Suspicions may arise in a number of ways that a child is being prepared for FGM to take place in the UK (covertly) or be taken abroad or has just undergone FGM. Some indicators are listed below and this should not be seen as exhaustive and whilst the factors detailed below may be an indication that a child is facing FGM, it should not be assumed that is the case simply on the basis of someone presenting with one or more of these warning signs. These warning signs may indicate other types of abuse such as forced marriage or sexual abuse that will also require a multi-agency response.

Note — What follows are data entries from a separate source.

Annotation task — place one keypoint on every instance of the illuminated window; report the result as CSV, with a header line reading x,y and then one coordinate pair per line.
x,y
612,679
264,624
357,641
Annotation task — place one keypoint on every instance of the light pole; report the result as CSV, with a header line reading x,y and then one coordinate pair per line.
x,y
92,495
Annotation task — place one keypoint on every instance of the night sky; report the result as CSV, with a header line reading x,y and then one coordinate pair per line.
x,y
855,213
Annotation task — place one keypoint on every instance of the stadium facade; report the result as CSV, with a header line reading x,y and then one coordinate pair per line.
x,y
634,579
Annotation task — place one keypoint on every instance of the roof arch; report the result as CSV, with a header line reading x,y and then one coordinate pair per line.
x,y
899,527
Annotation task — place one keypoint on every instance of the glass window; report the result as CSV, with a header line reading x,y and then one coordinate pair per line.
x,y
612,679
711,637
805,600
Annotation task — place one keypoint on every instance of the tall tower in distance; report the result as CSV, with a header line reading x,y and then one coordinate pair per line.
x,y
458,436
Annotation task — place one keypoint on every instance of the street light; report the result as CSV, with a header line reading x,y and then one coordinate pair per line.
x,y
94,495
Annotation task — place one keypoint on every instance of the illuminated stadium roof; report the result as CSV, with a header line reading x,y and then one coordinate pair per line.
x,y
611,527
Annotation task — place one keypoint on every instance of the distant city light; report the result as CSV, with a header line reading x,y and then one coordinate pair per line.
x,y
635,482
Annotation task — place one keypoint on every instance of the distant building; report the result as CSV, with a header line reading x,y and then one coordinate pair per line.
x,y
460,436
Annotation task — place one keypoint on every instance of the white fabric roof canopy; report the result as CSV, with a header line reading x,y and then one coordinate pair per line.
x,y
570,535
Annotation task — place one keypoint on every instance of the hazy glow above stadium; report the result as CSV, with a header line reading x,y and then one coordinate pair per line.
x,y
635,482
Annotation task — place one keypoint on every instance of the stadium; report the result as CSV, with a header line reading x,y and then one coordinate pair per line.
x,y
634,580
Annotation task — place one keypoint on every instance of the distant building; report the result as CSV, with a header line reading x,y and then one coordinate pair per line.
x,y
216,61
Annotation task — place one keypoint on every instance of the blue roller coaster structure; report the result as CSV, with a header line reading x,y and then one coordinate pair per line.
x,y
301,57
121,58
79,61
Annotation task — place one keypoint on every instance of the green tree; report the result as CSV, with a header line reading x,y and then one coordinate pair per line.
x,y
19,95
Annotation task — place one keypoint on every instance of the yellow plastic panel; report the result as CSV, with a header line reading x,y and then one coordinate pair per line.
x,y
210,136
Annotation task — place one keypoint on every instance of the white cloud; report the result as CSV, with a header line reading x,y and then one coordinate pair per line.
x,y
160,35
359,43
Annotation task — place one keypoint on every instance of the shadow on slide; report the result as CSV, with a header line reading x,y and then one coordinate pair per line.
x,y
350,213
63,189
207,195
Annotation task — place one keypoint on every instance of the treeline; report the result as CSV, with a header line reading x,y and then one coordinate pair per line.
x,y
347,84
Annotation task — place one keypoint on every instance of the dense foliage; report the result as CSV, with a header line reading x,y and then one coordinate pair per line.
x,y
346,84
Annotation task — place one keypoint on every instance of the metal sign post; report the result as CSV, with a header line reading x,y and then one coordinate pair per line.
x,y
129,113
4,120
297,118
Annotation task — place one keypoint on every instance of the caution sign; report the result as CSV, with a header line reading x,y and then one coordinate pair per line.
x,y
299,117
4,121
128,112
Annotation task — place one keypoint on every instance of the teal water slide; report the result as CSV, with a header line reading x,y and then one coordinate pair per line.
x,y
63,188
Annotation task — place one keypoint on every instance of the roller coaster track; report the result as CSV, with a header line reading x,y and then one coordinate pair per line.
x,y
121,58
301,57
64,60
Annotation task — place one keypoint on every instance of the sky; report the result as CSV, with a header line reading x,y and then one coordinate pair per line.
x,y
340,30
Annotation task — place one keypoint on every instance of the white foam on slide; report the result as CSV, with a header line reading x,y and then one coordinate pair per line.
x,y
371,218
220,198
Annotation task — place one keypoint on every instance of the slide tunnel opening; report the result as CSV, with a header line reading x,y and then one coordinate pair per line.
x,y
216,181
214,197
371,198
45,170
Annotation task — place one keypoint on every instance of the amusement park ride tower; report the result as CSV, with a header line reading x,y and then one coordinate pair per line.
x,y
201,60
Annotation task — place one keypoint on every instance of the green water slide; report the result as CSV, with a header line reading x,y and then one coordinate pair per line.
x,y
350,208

Steps to take if you or someone you know is at risk of FGM
If you are at risk talk to someone you trust, maybe a teacher or a school nurse. You could also contact the police. They will all be able to help protect you. If you are concerned that a citizen in Britain may be taken overseas for the purpose of FGM please call the Foreign and Commonwealth Office on 0207 008 1500 or email email@example.com
Steps to take if you have had FGM
You can seek medical advice and help from specialist health services. There are 15 specialist clinics around the UK and in some of these you can have a reversal procedure. Contact details of hospitals and clinics in the UK offering Specialist FGM (Female Genital Mutilation) health services can be found at:
Sources used for fact sheet
The sources used to create this factsheet include: Forward (www.forwarduk.org.uk);
Multi-agency guidelines on FGM (www.fco.gov.uk); World Health Organisation; Rosa
Foundation; Female Genital Mutilation: Treating the Tears (2004), Haseena Lockhat.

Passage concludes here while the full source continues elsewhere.